Tomorrowland had ingredients for a decent movie — nostalgia, timeliness. How did it bungle them so badly? The film magnificently tanked. It feels like something made for the Disney Channel.
Tomorrowland, a retro-futuristic section of Disney park, has been around for decades — in the Magic Kingdom, in Disneyland, and Discoveryland in Paris — and was first conceived by old Walt himself. So they’ve had sixty years to get this movie right.
The film is so carelessly thrown together that it’s insulting. They knew we’d go see it regardless of bad reviews because we’re adults who grew up going to Tomorrowland and now we take our screaming brats there whenever we can afford it.
The film follows Casey Newton (Britt Robertson), an aspiring rule-breaker who gets recruited by a creepy British robot girl named Athena to save the world. Athena is from Tomorrowland — another world in which technology has advanced to indescribable heights — and presents Casey with some vague, head-scratching plot of impending peril while they get chased by evil nameless bad guys, who are also robots.
We learn that Tomorrowland, despite its name, isn’t actually “the future.” Instead, it’s another dimension entirely, a separate reality from ours, completely unrelated to happenings on earth. Technically speaking, no one time-travels in this movie. They’re not hopping from the present to the future, but rather from one world to another. That fact left me badly confused.
Casey learns that her world (ours) faces imminent doom. The “end as we know it” will happen in less than two months and there’s nothing anyone can do about it — except, of course, her. The end of the world is always so immediate in these movies. No one imagines us just petering out, a whimper rather than a bang. Tomorrowland becomes another hackneyed movie with a teenager racing against the clock with her new friends to save us all. Because who needs modern science when you have one special teenager.
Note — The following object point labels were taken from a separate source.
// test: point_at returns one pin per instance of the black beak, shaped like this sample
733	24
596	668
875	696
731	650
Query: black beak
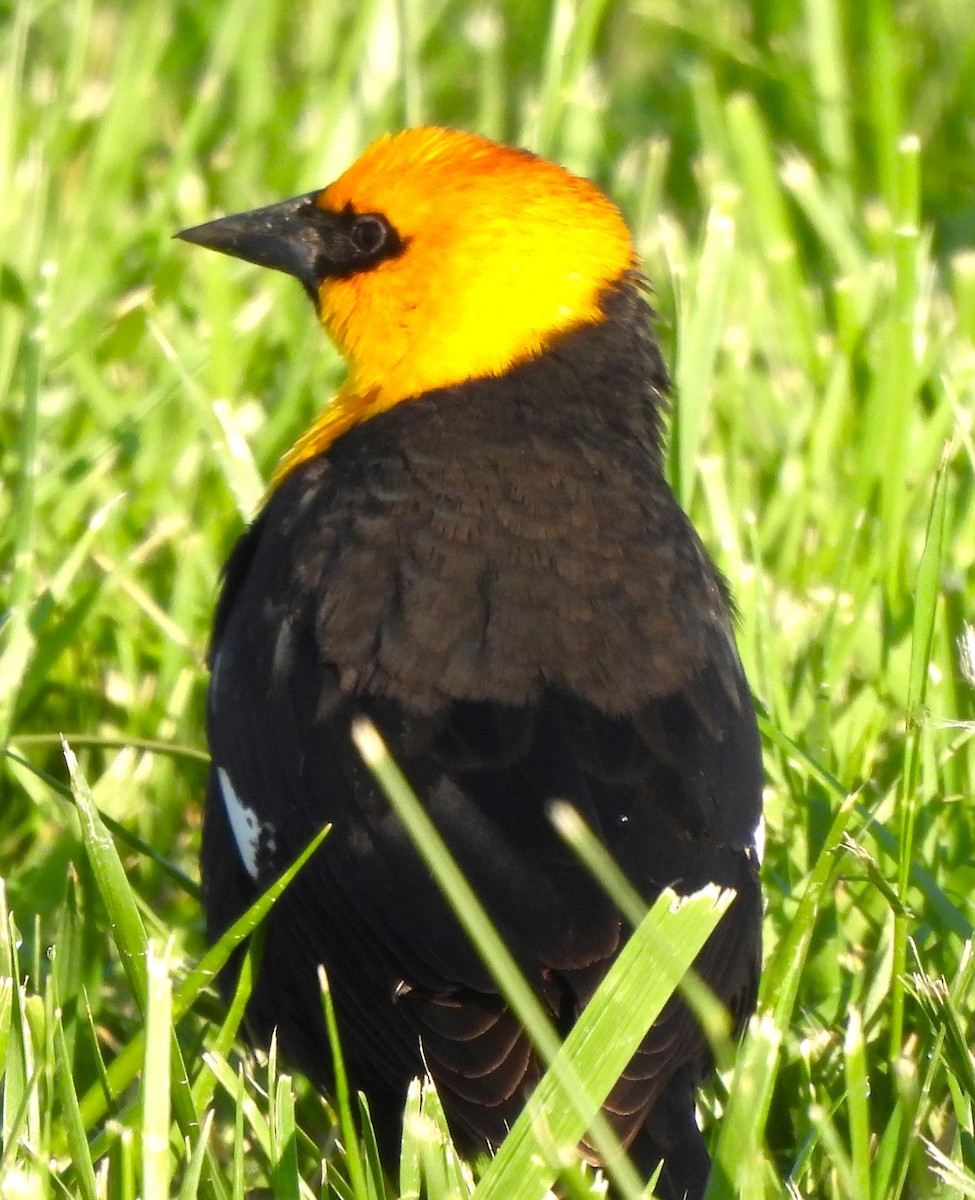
289	237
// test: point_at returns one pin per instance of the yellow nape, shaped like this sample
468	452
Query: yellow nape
503	251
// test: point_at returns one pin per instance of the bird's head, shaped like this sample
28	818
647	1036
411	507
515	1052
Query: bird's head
437	257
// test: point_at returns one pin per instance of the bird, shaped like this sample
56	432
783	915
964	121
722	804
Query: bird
476	549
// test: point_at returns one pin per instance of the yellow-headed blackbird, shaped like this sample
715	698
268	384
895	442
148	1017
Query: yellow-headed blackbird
476	547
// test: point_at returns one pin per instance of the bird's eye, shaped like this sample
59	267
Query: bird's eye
369	234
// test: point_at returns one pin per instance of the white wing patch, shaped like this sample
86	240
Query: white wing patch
250	834
759	839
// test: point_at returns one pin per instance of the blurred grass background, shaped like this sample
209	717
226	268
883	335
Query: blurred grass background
800	175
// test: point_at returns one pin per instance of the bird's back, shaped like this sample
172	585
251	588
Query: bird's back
497	575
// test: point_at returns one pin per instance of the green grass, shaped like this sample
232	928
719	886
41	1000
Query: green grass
801	181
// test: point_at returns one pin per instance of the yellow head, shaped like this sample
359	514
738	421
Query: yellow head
437	257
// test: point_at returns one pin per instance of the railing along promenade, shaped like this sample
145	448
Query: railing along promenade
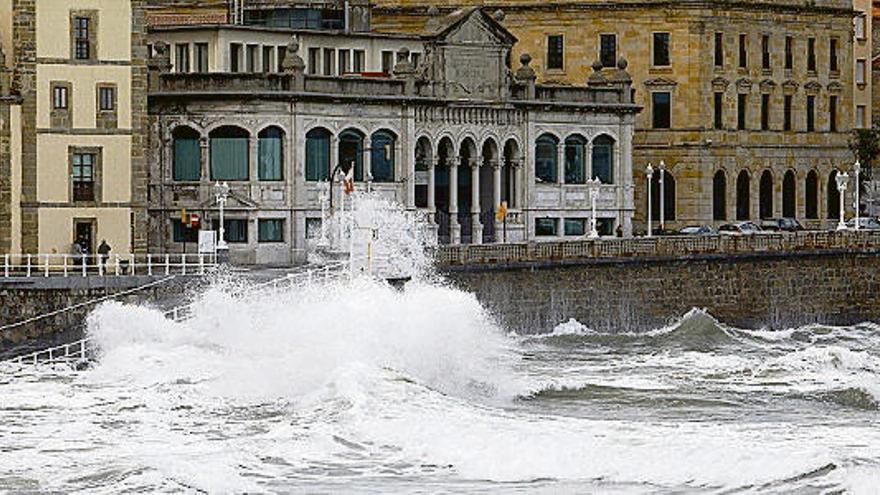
84	265
656	247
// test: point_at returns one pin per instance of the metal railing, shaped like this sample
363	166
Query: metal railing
81	350
85	265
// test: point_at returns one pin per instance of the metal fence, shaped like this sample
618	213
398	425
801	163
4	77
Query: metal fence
659	247
85	265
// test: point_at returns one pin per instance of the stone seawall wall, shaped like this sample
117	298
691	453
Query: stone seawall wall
777	290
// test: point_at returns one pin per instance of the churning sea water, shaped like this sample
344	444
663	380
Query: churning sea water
358	387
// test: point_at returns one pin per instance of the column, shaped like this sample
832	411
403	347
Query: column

Tomorrowland (the park, not the movie) is an antiquated vision of the future and walking through it feels lovely and quaint. You understand that this is what they thought the future would look like (sorry, Jules Verne, we don’t live on Mars, but we do have Facebook). There’s a sweet nostalgia in that experience which Tomorrowland employs none of. The film feels kiddie and unoriginal in the worst way. This movie promised to reinvigorate an old section of Disney park, perhaps because there’s a debate to tear it down and replace it with something new. Call in the wrecking crew.